Vers une transition durable des quartiers résidentiels périurbains ?

Assens © Olivier Wavre / LAST / EPFL

Assens © Olivier Wavre / LAST / EPFL

La défense publique de la thèse de doctorat présentée par Judith Drouilles a eu lieu le 27 août dernier à l’Ecole polytechnique fédérale de Lausanne (EPFL). Réalisé sous la supervision du Prof. Emmanuel Rey au sein du Laboratoire d’architecture et technologies durables (LAST), ce travail de recherche porte sur le potentiel de transition vers la durabilité des quartiers périurbains de maisons individuelles à l’horizon 2050.

Depuis la révolution industrielle, les espaces urbains ont connu une profonde réorganisation en parallèle d’une transformation de la société et des modes de vie.

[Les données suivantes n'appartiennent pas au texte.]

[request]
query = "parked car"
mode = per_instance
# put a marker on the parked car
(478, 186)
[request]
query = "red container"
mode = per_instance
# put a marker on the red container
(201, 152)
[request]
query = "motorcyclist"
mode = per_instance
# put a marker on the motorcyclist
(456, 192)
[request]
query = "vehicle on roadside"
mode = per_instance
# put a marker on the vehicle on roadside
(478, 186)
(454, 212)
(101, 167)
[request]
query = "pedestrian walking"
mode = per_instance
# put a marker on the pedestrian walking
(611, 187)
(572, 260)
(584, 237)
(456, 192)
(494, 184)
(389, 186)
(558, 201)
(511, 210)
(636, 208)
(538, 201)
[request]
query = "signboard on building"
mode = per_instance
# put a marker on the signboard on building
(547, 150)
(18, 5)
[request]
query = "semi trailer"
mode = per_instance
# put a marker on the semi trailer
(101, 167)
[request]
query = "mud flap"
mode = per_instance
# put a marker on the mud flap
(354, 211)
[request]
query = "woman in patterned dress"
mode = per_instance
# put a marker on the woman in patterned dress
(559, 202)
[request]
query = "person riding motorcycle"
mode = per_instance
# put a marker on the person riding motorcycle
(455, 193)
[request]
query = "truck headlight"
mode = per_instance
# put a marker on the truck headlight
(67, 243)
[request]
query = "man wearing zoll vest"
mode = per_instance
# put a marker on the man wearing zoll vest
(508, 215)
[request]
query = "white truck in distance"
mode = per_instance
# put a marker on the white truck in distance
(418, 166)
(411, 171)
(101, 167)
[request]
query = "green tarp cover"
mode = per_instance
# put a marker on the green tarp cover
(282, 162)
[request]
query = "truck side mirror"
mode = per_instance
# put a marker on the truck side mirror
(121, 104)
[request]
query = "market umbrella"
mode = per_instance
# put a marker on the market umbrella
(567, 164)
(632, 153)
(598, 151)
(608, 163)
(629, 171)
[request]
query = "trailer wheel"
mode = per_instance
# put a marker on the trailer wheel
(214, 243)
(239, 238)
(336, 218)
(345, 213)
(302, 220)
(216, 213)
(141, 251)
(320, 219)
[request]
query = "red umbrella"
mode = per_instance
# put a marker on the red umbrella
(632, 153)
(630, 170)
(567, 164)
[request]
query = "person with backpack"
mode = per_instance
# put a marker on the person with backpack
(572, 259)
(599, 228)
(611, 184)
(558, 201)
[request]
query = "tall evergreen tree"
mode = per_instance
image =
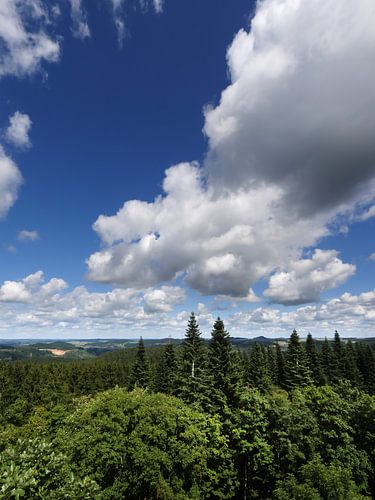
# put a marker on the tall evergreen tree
(351, 371)
(314, 361)
(222, 369)
(258, 374)
(193, 385)
(338, 368)
(297, 371)
(327, 361)
(141, 370)
(280, 366)
(166, 380)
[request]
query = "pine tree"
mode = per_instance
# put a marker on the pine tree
(366, 365)
(141, 370)
(280, 366)
(167, 371)
(314, 361)
(258, 374)
(193, 385)
(222, 369)
(271, 363)
(337, 369)
(327, 358)
(351, 371)
(297, 371)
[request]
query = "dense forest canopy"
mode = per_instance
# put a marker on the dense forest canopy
(195, 420)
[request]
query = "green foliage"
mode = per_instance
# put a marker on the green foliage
(297, 371)
(33, 469)
(141, 445)
(257, 425)
(317, 481)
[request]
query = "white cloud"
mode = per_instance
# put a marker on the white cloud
(300, 111)
(290, 149)
(13, 291)
(10, 181)
(26, 235)
(158, 5)
(352, 315)
(32, 307)
(33, 303)
(80, 27)
(306, 279)
(163, 299)
(25, 44)
(18, 131)
(221, 244)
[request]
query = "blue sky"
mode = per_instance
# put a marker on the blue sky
(251, 166)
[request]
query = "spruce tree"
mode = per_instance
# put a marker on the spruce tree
(280, 366)
(141, 370)
(222, 369)
(351, 371)
(327, 359)
(258, 374)
(193, 385)
(271, 363)
(167, 371)
(338, 368)
(297, 371)
(314, 361)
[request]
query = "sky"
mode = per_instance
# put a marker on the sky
(162, 157)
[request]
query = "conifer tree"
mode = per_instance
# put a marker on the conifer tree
(141, 370)
(366, 365)
(280, 366)
(297, 371)
(167, 371)
(271, 363)
(338, 358)
(326, 357)
(193, 385)
(258, 374)
(351, 371)
(314, 361)
(222, 369)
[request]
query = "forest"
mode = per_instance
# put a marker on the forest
(196, 420)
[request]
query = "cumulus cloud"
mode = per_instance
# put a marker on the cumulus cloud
(222, 245)
(352, 315)
(300, 111)
(10, 181)
(26, 235)
(20, 291)
(18, 131)
(25, 44)
(32, 306)
(306, 279)
(34, 302)
(158, 5)
(163, 299)
(80, 27)
(290, 149)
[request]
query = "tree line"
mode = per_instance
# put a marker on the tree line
(194, 421)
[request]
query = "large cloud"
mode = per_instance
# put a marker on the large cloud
(33, 306)
(306, 279)
(290, 148)
(223, 245)
(300, 110)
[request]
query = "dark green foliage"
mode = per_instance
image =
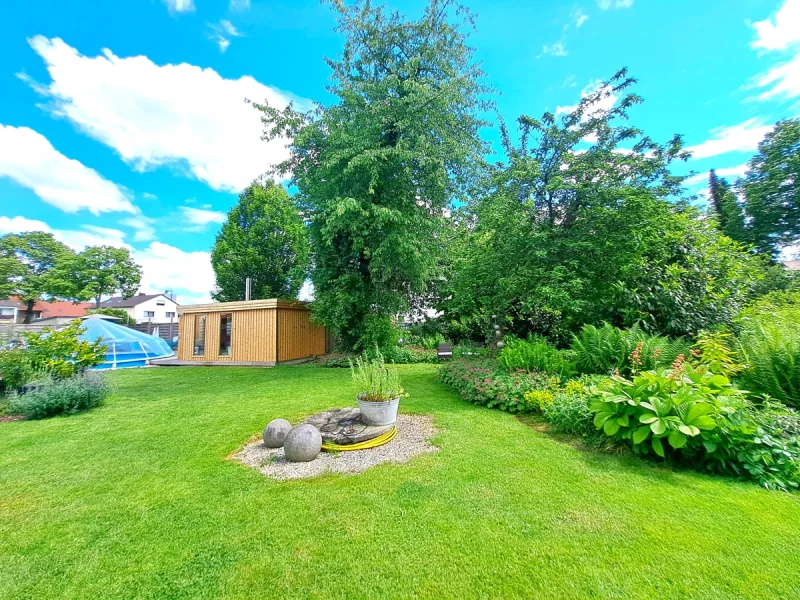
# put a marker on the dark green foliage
(726, 209)
(62, 396)
(606, 349)
(569, 413)
(31, 259)
(61, 353)
(264, 238)
(535, 354)
(15, 369)
(98, 271)
(114, 312)
(482, 382)
(377, 169)
(699, 417)
(772, 189)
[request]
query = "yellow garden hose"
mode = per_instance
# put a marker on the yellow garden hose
(373, 443)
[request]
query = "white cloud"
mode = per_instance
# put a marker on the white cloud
(239, 5)
(165, 267)
(153, 115)
(780, 32)
(200, 218)
(554, 49)
(221, 33)
(783, 80)
(606, 103)
(609, 4)
(731, 172)
(744, 137)
(77, 239)
(28, 158)
(143, 226)
(178, 6)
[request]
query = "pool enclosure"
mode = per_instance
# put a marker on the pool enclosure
(125, 347)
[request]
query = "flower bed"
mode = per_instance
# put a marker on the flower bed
(483, 382)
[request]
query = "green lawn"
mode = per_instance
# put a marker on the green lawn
(137, 500)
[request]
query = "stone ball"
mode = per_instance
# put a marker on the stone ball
(275, 432)
(302, 443)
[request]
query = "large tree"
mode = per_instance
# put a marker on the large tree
(726, 209)
(264, 238)
(584, 223)
(772, 189)
(377, 169)
(99, 271)
(28, 262)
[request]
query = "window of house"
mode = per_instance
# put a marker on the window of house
(225, 328)
(199, 335)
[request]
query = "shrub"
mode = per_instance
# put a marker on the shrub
(607, 349)
(15, 368)
(482, 382)
(569, 413)
(61, 352)
(692, 414)
(535, 354)
(61, 396)
(405, 355)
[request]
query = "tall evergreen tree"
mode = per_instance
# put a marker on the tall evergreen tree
(378, 168)
(727, 209)
(772, 189)
(265, 239)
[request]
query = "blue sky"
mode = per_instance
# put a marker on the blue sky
(124, 123)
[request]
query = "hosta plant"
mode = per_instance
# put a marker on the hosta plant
(664, 411)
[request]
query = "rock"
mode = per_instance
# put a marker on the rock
(302, 443)
(275, 432)
(344, 426)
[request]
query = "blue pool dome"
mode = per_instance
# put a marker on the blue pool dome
(125, 347)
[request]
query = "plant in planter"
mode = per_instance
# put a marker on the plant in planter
(378, 388)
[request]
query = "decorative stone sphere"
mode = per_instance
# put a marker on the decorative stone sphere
(302, 443)
(275, 432)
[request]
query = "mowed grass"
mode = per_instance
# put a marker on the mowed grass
(137, 499)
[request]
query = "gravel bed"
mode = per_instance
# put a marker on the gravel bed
(413, 437)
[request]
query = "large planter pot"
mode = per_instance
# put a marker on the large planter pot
(378, 413)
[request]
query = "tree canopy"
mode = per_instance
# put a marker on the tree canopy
(377, 170)
(265, 239)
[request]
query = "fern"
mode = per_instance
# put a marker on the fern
(607, 349)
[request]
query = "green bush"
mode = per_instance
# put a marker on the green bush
(769, 344)
(535, 354)
(62, 353)
(692, 414)
(608, 349)
(482, 382)
(61, 396)
(569, 413)
(404, 355)
(15, 368)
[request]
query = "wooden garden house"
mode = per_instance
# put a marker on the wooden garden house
(255, 332)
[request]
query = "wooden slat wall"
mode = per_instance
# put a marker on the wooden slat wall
(298, 337)
(253, 336)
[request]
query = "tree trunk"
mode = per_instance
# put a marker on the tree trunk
(29, 311)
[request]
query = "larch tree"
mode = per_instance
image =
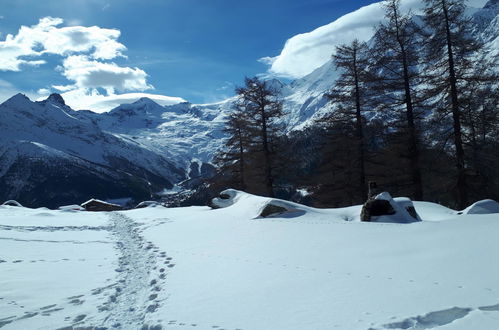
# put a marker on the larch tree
(262, 108)
(349, 95)
(396, 75)
(450, 52)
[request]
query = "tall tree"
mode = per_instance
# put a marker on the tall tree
(450, 50)
(232, 159)
(262, 107)
(396, 62)
(349, 95)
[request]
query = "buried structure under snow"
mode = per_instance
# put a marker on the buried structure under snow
(98, 205)
(384, 208)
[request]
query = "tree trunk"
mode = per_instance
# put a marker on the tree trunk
(266, 156)
(462, 197)
(360, 133)
(413, 137)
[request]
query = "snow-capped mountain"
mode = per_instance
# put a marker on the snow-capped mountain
(50, 154)
(143, 142)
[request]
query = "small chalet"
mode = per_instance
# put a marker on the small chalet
(98, 205)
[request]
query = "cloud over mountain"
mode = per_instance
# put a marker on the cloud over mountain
(305, 52)
(85, 54)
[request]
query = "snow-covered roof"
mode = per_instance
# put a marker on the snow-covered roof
(93, 200)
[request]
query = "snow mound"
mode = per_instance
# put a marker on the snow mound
(226, 198)
(485, 206)
(12, 203)
(71, 208)
(148, 204)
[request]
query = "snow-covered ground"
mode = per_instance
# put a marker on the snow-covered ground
(198, 268)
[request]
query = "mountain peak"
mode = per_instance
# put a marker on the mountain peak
(17, 99)
(147, 101)
(56, 98)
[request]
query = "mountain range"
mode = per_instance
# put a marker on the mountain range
(51, 154)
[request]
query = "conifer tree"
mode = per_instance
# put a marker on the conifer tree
(395, 68)
(232, 159)
(349, 95)
(450, 53)
(262, 108)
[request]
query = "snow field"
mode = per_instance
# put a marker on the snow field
(200, 268)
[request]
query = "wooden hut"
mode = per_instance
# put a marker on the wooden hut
(98, 205)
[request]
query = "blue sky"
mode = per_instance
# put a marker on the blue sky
(194, 49)
(98, 52)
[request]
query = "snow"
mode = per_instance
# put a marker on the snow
(482, 207)
(229, 268)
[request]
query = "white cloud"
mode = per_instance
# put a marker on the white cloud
(88, 73)
(43, 91)
(306, 52)
(91, 99)
(47, 38)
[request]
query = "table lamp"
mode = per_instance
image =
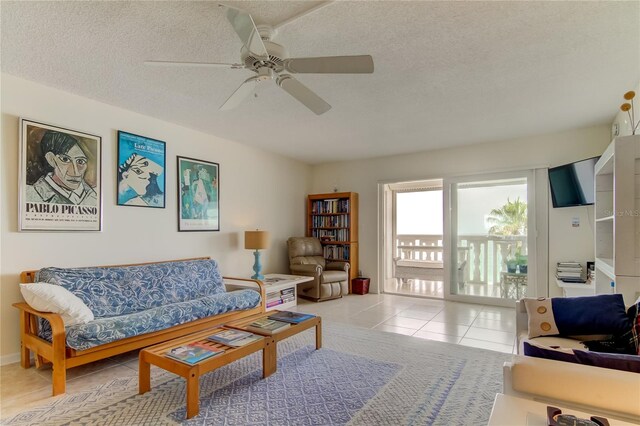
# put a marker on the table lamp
(256, 240)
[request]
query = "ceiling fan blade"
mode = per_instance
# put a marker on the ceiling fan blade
(243, 92)
(361, 64)
(193, 64)
(303, 94)
(244, 26)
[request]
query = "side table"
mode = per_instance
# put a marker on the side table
(510, 410)
(281, 289)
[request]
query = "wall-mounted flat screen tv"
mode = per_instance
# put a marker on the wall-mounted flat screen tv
(573, 184)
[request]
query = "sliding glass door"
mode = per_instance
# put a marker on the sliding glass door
(487, 222)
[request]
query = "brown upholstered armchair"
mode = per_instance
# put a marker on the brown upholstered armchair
(331, 279)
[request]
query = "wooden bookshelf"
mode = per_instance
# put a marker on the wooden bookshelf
(333, 219)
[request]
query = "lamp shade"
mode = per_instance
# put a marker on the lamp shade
(256, 240)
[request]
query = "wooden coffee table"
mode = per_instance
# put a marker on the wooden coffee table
(156, 355)
(280, 335)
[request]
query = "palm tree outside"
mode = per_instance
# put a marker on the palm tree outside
(510, 219)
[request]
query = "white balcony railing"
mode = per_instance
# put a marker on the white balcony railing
(486, 255)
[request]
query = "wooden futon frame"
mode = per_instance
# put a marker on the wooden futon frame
(63, 357)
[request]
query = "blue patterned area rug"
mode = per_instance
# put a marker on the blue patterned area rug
(311, 387)
(360, 377)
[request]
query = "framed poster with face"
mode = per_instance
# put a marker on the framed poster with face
(60, 179)
(198, 195)
(141, 171)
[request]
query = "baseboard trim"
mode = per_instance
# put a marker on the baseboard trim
(10, 359)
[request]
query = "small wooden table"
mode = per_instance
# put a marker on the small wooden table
(280, 335)
(514, 285)
(156, 355)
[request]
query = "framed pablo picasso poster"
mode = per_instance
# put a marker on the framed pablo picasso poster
(198, 195)
(141, 171)
(60, 179)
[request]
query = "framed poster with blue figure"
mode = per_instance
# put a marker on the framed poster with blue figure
(141, 171)
(198, 195)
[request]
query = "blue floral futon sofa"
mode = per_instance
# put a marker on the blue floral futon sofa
(134, 306)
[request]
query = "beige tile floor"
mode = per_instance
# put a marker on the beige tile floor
(479, 326)
(487, 327)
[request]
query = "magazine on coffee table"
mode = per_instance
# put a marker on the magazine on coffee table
(192, 353)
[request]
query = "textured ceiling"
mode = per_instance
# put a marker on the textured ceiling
(446, 73)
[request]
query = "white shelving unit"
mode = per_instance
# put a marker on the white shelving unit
(617, 221)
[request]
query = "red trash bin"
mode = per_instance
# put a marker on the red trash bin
(360, 285)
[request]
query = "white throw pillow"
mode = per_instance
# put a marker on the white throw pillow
(47, 297)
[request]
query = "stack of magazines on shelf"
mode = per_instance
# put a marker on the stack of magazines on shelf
(570, 272)
(193, 353)
(267, 326)
(280, 297)
(290, 317)
(234, 338)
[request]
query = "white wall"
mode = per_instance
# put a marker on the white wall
(257, 189)
(565, 242)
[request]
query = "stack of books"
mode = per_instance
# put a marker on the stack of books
(290, 317)
(570, 272)
(267, 326)
(280, 297)
(234, 338)
(192, 353)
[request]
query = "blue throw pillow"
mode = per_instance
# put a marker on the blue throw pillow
(577, 316)
(604, 360)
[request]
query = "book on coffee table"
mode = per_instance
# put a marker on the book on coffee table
(290, 317)
(192, 353)
(267, 326)
(228, 336)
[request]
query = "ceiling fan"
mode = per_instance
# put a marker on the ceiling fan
(270, 61)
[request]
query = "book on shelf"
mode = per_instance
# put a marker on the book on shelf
(568, 274)
(290, 317)
(192, 353)
(569, 264)
(267, 326)
(274, 303)
(228, 335)
(572, 280)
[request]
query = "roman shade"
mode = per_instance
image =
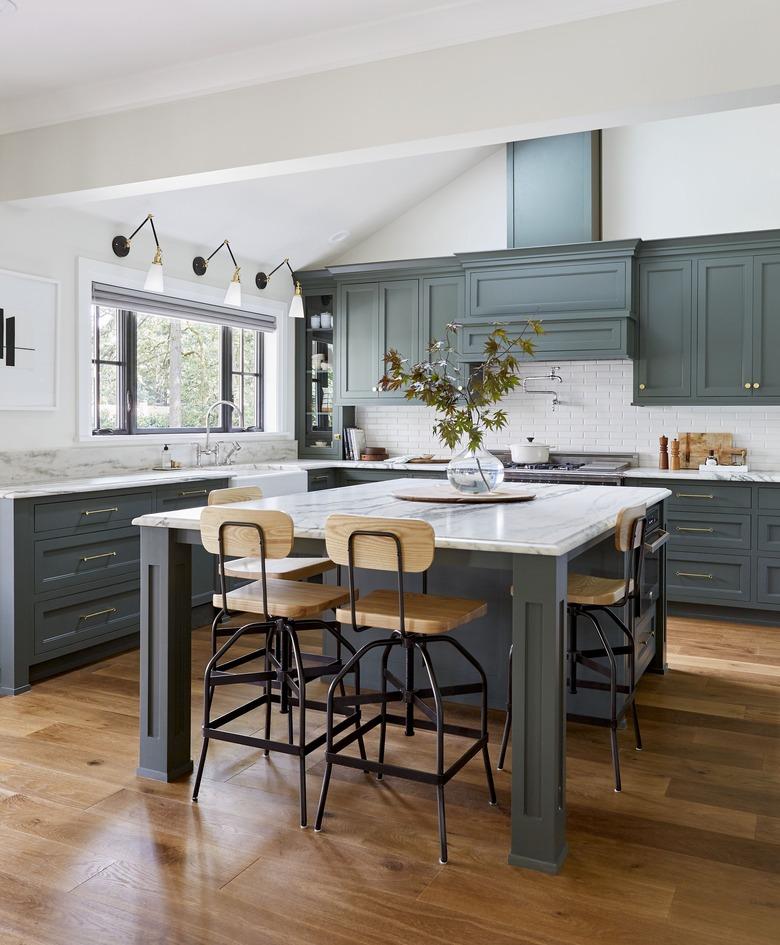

L’étalement urbain s’est généralisé en Suisse, comme dans d’innombrables pays en raison d’innovations continues en matière de transport, d’une croissance démographique exponentielle, de conditions de spéculation foncière et du désir répandu d’habiter en maison individuelle. Ce processus a engendré une dispersion de la ville dans les espaces ruraux qui soulève aujourd’hui de nombreuses questions vis-à-vis de la durabilité. En réponse aux conséquences négatives de l’étalement urbain, le modèle de la ville compacte polycentrique s’est établi comme référence pour l’expression de politiques ambitieuses d’aménagement du territoire. Le contexte, très favorable aux processus de densification vers l’intérieur des secteurs bien desservis par les transports publics, modifie la perception des quartiers de maisons individuelles en leur fournissant un statut de réserve inexploitée. Un nombre croissant de projets investit ce champ de recherche émergent face aux enjeux de sous-occupation des logements, de précarité énergétique ou de production de nouvelles surfaces résidentielles. Cependant certains quartiers, implantés dans les espaces périurbains profitant d’une desserte relative en transports publics, se placent pour leur part à la marge des questionnements actuels. Les approches proactives sont encore rares pour apporter des réponses aux défis rencontrés dans ces secteurs résidentiels existants.

Cette thèse de doctorat développe un support à la décision pour envisager l’avenir des quartiers résidentiels périurbains et leur participation à la transition vers la durabilité. Le travail s’inscrit dans les contextes européen et helvétique, et interroge le potentiel de transformation des quartiers à l’horizon 2050. L’approche se décline en quatre phases, dont la première consiste à élaborer une typologie de quartiers périurbains de maisons individuelles. Celle-ci résulte d’une méthode de réduction successive des échelles d’analyse, depuis la définition théorique de communes résidentielles périurbaines jusqu’au recensement de quartiers représentatifs dans l’agglomération de Lausanne. La conception de scénarios prospectifs de transformation relève de la deuxième phase de la recherche. Les cinq scénarios – Caducité, Exclusivité, Opportunité, Urbanité et Mutualité – découlent de tendances à la stagnation ou à la transition des secteurs périphériques, identifiées lors d’entretiens réalisés auprès d’une vingtaine d’experts. La troisième phase consiste en l’application des scénarios à six quartiers existants selon un horizon temporel de 35 ans. La thèse n’a pas comme seul objectif de mener un travail prospectif appliqué à des cas concrets, en proposant une vision aboutie à moyen/long terme. Son caractère innovant réside également dans la mise en place d’un outil expérimental de Building Information Modelling (BIM) à l’échelle du quartier pour composer avec la complexité liée aux contraintes de propriété individuelle. En considérant des hypothèses de calibration démographique et temporelle des projets, la quatrième phase, de comparaison multicritère des projets, est enrichie d’une analyse dynamique des évolutions.

Cette évaluation, développée à l’aune des enjeux de durabilité, met en évidence qu’un important potentiel d’amélioration des quartiers périurbains de maisons individuelles existe néanmoins, de par la performance des assainissements énergétiques des bâtiments et la préservation du cadre de vie qualitatif permis par les conditions actuelles de végétalisation et de faible densité. L’acheminement vers des futurs plus durables dépend également d’une coordination des décisions à l’échelle des quartiers afin d’aller au-delà de propositions résultant de la seule juxtaposition des intérêts individuels.

Cette thèse de doctorat a été réalisée dans le cadre du projet de recherche LIVING PERIPHERIES avec le soutien du Fonds national de la recherche scientifique (FNS).